Scott Michael Barnes (born September 5, 1987), is an American former professional baseball pitcher. He played in Major League Baseball (MLB) for the Cleveland Indians.

==Amateur career==
Barnes attended Cathedral High School in Springfield, Massachusetts, and St. John's University in New York City before being drafted by the San Francisco Giants.

In 2007 while at St. John's, Barnes was named to the first team all-Big East Conference team. After the 2007 season, he played collegiate summer baseball with the Harwich Mariners of the Cape Cod Baseball League.

==Professional career==
===Cleveland Indians===
In July 2009, the Giants traded Barnes to the Cleveland Indians for Ryan Garko.

In 2009, Barnes helped the Akron Aeros win the 2009 Eastern League Championship Series.
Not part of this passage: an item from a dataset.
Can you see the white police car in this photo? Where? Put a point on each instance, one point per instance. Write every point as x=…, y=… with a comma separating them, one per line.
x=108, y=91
The Indians purchased Barnes' contract on November 18, 2011. Barnes was recalled by the Indians on May 30, 2012; he made his major-league debut that evening.

===Baltimore Orioles===
On November 26, 2014, Barnes was traded to the Baltimore Orioles for cash considerations.

===Toronto Blue Jays===
The Texas Rangers claimed Barnes off waivers on December 8, 2015. The Rangers designated him for assignment on December 16, and he was claimed by the Toronto Blue Jays on December 23. The Blue Jays outrighted Barnes to the Buffalo Bisons of the Triple–A International League on March 27, 2015. In 30 appearances for the Double–A New Hampshire Fisher Cats, he logged a 2–6 record and 5.59 ERA with 49 strikeouts across 58 innings of work. Barnes elected free agency following the season on November 6.

===Chicago Cubs===
On December 23, 2015, Barnes signed a minor league deal with the Chicago Cubs organization. Barnes spent 2016 with the Triple–A Iowa Cubs where he posted a 1–3 record and 7.02 ERA with 18 strikeouts over 16 2/3 innings. He elected free agency following the season on November 7, 2016.

===Chicago Dogs===
On May 9, 2018, Barnes signed with the Chicago Dogs of the American Association of Independent Professional Baseball. He was released on August 29.